À Massy, pour le Projet R, la Ville a acheté une œuvre qu’elle a installée le long de l’allée qui longe la zone humide de l’ancien étang du bois de Briis en bordure du petit bois du parc de la Tuilerie : quatre arbres de 2,50 m de haut. Pour cette composition, l’artiste a suivi une de ses inspirations récurrentes, les quatre saisons des arbres, œuvres qui ont fait l’objet de plusieurs expositions, dont celle-ci qui fut montrée quelque temps au Jardin du Luxembourg à Paris. 

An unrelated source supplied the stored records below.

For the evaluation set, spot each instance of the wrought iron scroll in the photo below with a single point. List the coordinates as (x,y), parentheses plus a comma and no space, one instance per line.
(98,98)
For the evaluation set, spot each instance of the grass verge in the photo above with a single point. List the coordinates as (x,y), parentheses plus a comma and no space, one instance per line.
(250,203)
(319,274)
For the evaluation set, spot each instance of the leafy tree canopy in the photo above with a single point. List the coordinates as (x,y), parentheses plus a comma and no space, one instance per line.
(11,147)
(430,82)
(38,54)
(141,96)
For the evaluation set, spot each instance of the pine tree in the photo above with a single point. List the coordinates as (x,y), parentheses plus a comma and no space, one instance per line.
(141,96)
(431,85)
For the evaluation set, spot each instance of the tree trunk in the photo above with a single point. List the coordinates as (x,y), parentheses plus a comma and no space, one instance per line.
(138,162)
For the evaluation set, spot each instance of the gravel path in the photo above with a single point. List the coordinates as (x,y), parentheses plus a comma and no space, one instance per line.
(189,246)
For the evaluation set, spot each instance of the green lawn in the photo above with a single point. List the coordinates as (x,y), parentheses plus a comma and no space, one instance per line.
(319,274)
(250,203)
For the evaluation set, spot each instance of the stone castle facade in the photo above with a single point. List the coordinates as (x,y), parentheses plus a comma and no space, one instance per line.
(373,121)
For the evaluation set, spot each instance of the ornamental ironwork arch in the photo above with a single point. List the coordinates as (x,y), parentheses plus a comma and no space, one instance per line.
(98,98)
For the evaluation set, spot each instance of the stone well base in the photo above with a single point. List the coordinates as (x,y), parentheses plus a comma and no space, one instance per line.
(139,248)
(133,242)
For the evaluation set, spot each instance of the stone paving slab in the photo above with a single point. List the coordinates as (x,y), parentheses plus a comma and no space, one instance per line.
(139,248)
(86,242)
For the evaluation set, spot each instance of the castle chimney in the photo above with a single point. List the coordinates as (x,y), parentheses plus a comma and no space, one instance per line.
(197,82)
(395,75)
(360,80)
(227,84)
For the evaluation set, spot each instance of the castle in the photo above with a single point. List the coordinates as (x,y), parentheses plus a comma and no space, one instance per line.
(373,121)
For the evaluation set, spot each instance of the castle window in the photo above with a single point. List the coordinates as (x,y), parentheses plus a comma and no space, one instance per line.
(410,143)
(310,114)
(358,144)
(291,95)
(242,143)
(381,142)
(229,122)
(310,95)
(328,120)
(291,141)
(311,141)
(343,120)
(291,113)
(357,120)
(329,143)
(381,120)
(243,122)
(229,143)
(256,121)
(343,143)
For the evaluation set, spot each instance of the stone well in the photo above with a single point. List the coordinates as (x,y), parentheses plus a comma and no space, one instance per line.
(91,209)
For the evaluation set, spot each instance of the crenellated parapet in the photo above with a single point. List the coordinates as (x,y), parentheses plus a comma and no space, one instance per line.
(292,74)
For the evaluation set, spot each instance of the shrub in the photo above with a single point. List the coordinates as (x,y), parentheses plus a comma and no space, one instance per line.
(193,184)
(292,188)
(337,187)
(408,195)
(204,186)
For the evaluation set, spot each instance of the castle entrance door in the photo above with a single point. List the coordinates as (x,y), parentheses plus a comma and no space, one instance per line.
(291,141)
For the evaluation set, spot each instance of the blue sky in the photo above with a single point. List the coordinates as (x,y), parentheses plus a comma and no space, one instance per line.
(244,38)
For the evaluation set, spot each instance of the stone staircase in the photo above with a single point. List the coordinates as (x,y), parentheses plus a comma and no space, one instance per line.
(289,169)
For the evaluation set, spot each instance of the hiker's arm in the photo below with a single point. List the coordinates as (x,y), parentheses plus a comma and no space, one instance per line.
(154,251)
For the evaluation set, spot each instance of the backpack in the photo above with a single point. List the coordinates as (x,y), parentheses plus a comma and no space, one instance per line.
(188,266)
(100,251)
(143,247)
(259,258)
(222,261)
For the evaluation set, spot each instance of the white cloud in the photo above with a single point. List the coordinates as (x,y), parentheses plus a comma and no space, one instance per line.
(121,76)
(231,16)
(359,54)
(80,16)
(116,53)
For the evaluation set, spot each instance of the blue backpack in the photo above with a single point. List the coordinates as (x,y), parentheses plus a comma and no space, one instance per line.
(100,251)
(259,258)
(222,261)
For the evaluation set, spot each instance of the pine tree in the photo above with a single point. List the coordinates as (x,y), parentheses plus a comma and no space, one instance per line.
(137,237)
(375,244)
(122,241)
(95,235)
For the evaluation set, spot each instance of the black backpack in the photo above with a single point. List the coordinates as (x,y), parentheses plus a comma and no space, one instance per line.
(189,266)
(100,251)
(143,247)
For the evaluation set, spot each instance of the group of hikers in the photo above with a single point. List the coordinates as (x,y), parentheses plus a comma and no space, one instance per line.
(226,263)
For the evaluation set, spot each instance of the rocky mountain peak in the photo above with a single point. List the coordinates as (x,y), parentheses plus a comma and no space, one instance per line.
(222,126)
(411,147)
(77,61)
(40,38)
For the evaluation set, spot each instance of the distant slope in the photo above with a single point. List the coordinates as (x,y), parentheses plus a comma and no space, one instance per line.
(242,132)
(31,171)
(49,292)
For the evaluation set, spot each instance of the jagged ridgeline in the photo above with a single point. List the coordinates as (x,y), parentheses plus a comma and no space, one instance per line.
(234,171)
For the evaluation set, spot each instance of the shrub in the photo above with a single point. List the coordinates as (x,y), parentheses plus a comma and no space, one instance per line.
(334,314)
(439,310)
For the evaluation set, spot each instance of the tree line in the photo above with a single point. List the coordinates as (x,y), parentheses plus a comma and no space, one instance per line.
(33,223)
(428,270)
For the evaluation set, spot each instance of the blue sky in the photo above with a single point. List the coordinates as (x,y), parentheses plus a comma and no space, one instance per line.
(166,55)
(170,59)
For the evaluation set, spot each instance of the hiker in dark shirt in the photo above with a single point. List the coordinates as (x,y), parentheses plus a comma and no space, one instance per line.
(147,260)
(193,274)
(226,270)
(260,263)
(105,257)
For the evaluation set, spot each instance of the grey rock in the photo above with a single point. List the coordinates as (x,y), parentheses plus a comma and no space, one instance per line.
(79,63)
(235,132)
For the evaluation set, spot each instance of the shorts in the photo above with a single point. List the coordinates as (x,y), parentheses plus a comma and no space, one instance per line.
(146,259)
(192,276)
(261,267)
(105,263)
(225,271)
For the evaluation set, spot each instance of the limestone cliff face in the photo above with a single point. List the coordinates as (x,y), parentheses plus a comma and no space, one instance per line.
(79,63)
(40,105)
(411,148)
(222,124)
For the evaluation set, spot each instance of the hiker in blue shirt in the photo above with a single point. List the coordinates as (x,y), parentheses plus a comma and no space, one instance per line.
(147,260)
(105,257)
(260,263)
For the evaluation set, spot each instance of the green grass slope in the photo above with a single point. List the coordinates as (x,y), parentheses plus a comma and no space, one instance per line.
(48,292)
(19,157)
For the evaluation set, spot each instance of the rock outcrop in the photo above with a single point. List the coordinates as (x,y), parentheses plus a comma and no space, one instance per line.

Le tronc est formé par une poutre de chêne, chaque feuillage est simulé par un demi-cercle d’1 m de diamètre constitué par deux plaques de marbre collées d’environ 3,5 cm d’épaisseur. À l’entrée de l’allée, le printemps en marbre rose troué d’alvéoles arrondies. Puis l’automne avec des alvéoles plus allongées entaillées dans un marbre gris gravé de lignes sinueuses. L’été en marbre gris clair ajouré d’étoiles a été vandalisé et remplacé en mai 2022 par une nouvelle sculpture de même inspiration. Enfin l’arbre d’hiver est fait de marbre blanc strié de fentes obliques évoquant une tempête de neige.